Spitalsträger betonen derzeit gerne, gut gerüstet zu sein, doch Berechnungen des Complexity Science Hub Vienna (CSH) zeichneten kürzlich ein anderes Bild. Diesen zufolge sei das Kapazitätslimit an Intensivbetten in den heimischen Spitälern bereits in zwei Wochen erreicht. „Bei der Berechnung gibt es natürlich viele Unbekannte, etwa wie häufig Covid-19-Patienten im Spital behandelt werden müssen. Aber aufgrund der aktuellen Datenlage geht man davon aus, dass 19 Prozent der Kranken ein Spitalsbett brauchen, fünf Prozent ein Intensivbett“, erklärt Komplexitätsforscher Peter Klimek von der MedUni Wien.

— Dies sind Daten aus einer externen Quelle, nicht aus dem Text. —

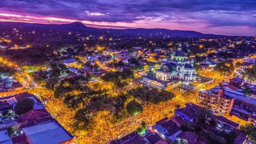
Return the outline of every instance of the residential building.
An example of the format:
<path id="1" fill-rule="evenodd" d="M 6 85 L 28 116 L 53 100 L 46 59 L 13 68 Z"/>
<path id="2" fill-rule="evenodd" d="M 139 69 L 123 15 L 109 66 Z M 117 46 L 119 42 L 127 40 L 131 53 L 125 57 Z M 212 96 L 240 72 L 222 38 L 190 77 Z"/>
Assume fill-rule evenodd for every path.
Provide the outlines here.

Das wären bei 1.000 Patienten immerhin 50. „Deshalb ist es das Wichtigste, das exponentielle Wachstum abzuflachen“, betont der Forscher. Die Daten von anderen Ländern würden zeigen: Erst drastische Maßnahmen hätten dabei Wirkung gezeigt. „Wir sind derzeit da, wo Italien zwischen 17. und 25. Februar war. Wo sich die Infektionsfälle innerhalb von zwei Tagen verdoppelt haben.“
Bei Spitalsträgern weist man diese Prognosen entschieden zurück. Vor Panikmache warnt etwa Michael Binder, medizinischer Direktor des Wiener Krankenanstaltenverbundes (KAV). „Nachrichten, wonach sozusagen die Welt Ende März untergeht, sind nicht sinnvoll.“ Nur der kleinste Teil der Erkrankten müsse ins Spital. „Wir haben für sie genügend Ressourcen“, betont er.

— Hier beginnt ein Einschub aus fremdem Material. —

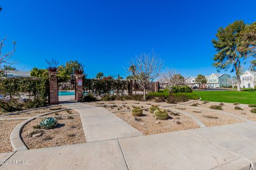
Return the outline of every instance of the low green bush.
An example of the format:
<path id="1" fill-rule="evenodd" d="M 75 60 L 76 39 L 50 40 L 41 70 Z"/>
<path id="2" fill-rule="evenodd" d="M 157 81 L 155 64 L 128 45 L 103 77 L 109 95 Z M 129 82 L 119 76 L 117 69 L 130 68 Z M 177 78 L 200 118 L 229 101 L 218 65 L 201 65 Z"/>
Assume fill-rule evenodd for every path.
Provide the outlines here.
<path id="1" fill-rule="evenodd" d="M 116 96 L 114 95 L 106 95 L 101 98 L 102 101 L 113 101 L 115 100 Z"/>
<path id="2" fill-rule="evenodd" d="M 256 107 L 256 104 L 250 104 L 248 105 L 250 107 Z"/>
<path id="3" fill-rule="evenodd" d="M 173 93 L 178 93 L 178 92 L 182 92 L 182 93 L 188 93 L 188 92 L 192 92 L 193 90 L 188 86 L 174 86 L 172 88 L 172 90 L 171 91 Z"/>
<path id="4" fill-rule="evenodd" d="M 83 102 L 91 102 L 97 101 L 96 98 L 95 98 L 92 94 L 88 94 L 87 95 L 84 95 L 82 97 L 81 101 Z"/>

Laut den letzten verfügbaren Daten des Gesundheitsministeriums gibt es österreichweit 64.285 Spitalsbetten, davon 2.547 Intensivbetten. In Wien sind es 14.321, davon 696 Intensivbetten. Derzeit sei die Auslastung wegen der Grippewelle bereits sehr hoch, gibt Wolfgang Weismüller, Vizepräsident der Wiener Ärztekammer, zu bedenken. Man versuche daher, Betten freizubekommen – etwa die Verschiebung von planbaren Eingriffen.

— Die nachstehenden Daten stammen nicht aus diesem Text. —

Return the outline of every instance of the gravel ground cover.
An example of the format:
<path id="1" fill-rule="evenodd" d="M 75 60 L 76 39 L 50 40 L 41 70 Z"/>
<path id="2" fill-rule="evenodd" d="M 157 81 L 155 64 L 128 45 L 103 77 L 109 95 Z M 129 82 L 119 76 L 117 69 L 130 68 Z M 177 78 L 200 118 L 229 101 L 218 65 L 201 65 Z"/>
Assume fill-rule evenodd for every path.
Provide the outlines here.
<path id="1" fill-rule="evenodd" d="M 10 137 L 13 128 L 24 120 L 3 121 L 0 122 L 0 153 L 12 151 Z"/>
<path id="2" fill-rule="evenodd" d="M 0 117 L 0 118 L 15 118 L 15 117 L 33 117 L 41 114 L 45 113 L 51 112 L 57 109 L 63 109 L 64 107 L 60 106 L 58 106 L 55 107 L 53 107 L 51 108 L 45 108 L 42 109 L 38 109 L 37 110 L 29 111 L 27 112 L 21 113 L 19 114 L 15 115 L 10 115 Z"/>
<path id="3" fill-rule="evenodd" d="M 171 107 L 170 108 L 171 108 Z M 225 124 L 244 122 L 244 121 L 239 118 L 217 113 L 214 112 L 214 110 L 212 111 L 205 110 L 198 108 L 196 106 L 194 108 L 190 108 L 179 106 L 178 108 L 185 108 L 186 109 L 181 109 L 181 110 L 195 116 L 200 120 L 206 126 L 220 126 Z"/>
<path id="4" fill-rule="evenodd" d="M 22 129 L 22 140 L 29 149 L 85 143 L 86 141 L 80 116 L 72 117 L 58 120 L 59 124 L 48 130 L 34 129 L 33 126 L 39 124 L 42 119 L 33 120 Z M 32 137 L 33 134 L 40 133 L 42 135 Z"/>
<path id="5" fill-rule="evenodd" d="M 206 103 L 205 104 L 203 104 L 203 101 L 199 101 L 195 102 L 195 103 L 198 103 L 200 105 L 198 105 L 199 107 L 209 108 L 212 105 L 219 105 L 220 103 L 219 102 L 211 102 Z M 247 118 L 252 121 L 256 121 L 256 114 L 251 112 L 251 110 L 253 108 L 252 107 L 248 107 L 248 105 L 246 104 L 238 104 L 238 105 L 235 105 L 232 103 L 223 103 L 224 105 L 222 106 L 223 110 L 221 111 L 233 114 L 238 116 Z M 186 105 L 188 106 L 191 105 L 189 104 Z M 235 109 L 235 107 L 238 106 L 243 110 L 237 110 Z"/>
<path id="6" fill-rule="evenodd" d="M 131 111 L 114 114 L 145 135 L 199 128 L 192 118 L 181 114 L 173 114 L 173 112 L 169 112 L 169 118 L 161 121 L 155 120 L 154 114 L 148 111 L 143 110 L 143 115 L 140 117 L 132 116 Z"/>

Diese Maßnahme haben die meisten Spitäler im Land bereits ergriffen. „Die nächsten Tage sind für unsere Kapazitätsberechnungen entscheidend“, sagt etwa Bernhard Jany von der nö. Landeskliniken-Holding. Sollten plötzlich wie in Italien eine hohe Anzahl an Schwerkranken zu verzeichnen sein, „werde man ohne Zweifel einmal den Horizont erreichen.“ Laut aktuellem Stand reichen die Kapazitäten aber. Es gibt 384 Intensivbetten.
Akutbetten
In Wien können im Bedarfsfall jene rund zusätzlichen 700 Betten aktiviert werden, die gemäß Pandemieplan vorgesehen sind. Laut einem Sprecher von Gesundheitsstadtrat Peter Hacker (SPÖ) handle es sich um Akutbetten für schwere Corona-Erkrankungen. Im Bedarfsfall könne zumindest ein Teil davon in Intensivbetten mit Beatmungsgeräten umgewandelt werden, die lebensbedrohlich kranke Patienten benötigen.
Wie viele Beatmungsgeräte maximal zur Verfügung stehen können, lässt der Sprecher offen. „Nur ein kleiner Teil der Patienten in den Akutbetten wird in Lebensgefahr sein, die auch beatmet werden müssen. Je nachdem, wie sich die Situation entwickelt, wird laufend Equipment zugekauft.“
Reichen diese Kapazitäten nicht, werden einzelne Pavillons zu Corona-Stationen umgewandelt oder in weiterer Folge zwei ganze Spitäler geräumt.
Triage-Zelt
An der Innsbrucker Klinik wird indes ein Triage-Zelt aufgebaut. Es hat zum Ziel, Patienten mit möglicher Coronavirus-Infektion vor Betreten des Krankenhauses zu identifizieren und in die richtigen Behandlungsbahnen zu lenken.